Selidik punya selidik ternyata itu adalah “keluarga” yang menghiburku dan
mengatakan bahwa kehadiranku memberi arti di antara mereka dan mereka berharap saat
itu aku ada di tengah-tengah mereka. Desh… hatiku mencelos. Rasanya belum
pernah aku mendapat perhatian seperti ini. Sesaat konsentrasiku buyar,
sepersekian detik kemudian aku berharap hari itu aku bisa bersama dengan
mereka, mengenal “keluarga” dengan lebih dekat. Karena sesedih apapun, selama
ada orang yang kau sayangi, maka semua sedih itu akan seperti buih di lautan,
hilang ditelan udara seperti uap air. Langit malam hari itu benar-benar
istimewa. Dan Perhatian itu, Warna pelangi keempat yang diberikan Mr. I
untukku.
Sceneku di sini memasuki bulan keempat. Scene itu adalah
scene di mana BPHkadeptbir “keluarga” harus berpisah sementara dengan
kebersamaan yang ditawarkan oleh Mr. I. Berat sebenarnya melepas mereka pergi
selama satu hingga dua bulan. Meski berbagai konsolidasi telah digelar, tapi
tetap ada rasa getir juga membayangkan tinggal aku sendiri yang menyandang
gelar angkatan senior dengan adik-adik yang masih memiliki banyak tanggung
jawab yang harus diselesaikan. Saat itu aku menghadapi gejolak yang luarbiasa.
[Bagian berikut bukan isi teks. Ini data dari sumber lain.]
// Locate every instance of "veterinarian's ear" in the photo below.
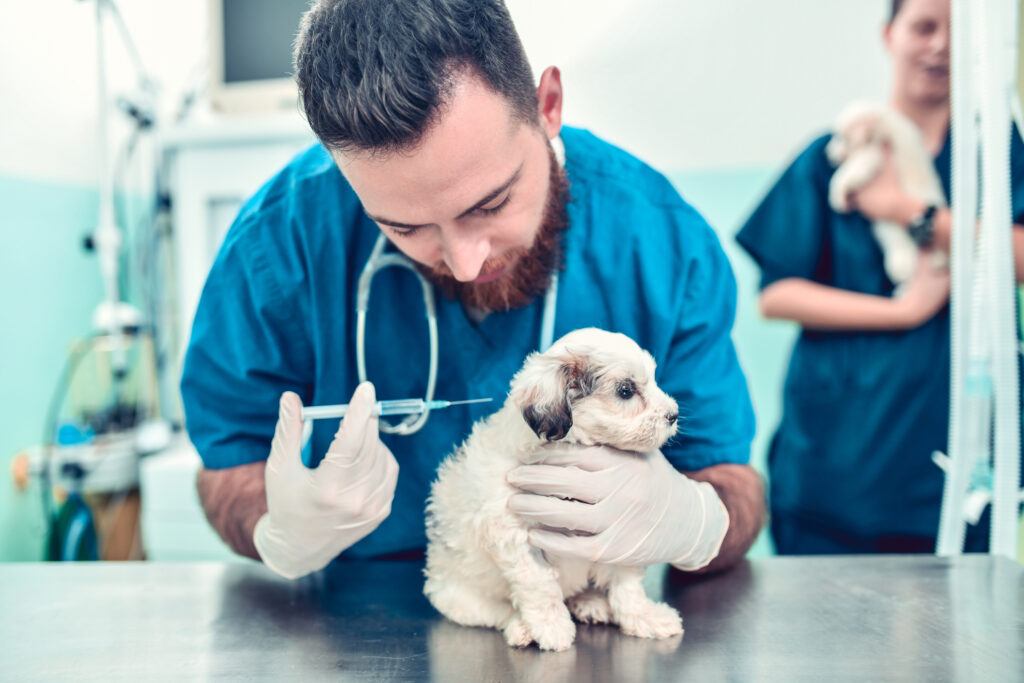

Aku tahu mereka yang pergi tidak akan sepenuhnya meninggalkan Mr. I, tapi
mereka juga tidak akan sepenuhnya berada di waktu-waktu yang genting, bukan. Di
sana aku. Kemandirian itu memang latihan yang butuh ketulusan dan kemauan juga
pengertian yang tidak habis-habis.
Warna pelangi kelima. Di antara sekian banyak peran, aku
lebih memilih menjadi kru belakang layar. Agar tidak terlalu terlihat, tapi
setidaknya aku bisa melakukan sesuatu untuk mereka. Itu yang kupikir sejak awal
bahkan sampai saat ini. Meskipun keputusanku itu kadang menimbulkan sakit yang
lukanya tidak kunjung sembuh hingga sekarang. Dari kesempatan ini, aku mulai
mengenal pejuang-pejuang kecil dengan banyak mimpi itu lebih dekat. Sifat mereka,
keunikan mereka, apa yang mereka suka. Kalau tidak ada masa seperti ini,
mungkin selamanya aku tidak akan pernah tahu seperti apa mereka. Beberapa ada
yang ku kenal amat dekat. bahkan kami saling bertukar cerita. Saling memberi
semangat dan saran. Ada kalanya, juga sering berkirim pesan yang tidak perlu
tujuan dan tema atau pertanyaan. Karena yang dibutuhkan hanyalah hati untuk
mengerti. Mungkin ini adalah berkah yang Allah kirimkan untukku, tentang
keberadaanku di sana. Menjadi seseorang yang dibutuhkan oleh orang lain adalah
sangat berharga. Pun menjadi seseorang yang keberadaannya tidak bisa digantikan
oleh apapun juga sangat berharga. Aku mulai menginginkan lebih. Tapi seperti
permintaanku di awal, sebenarnya begini saja sudah cukup.
Skenario
dari sutradara langit sudah hampir selesai. Memasuki scene-scene terakhir.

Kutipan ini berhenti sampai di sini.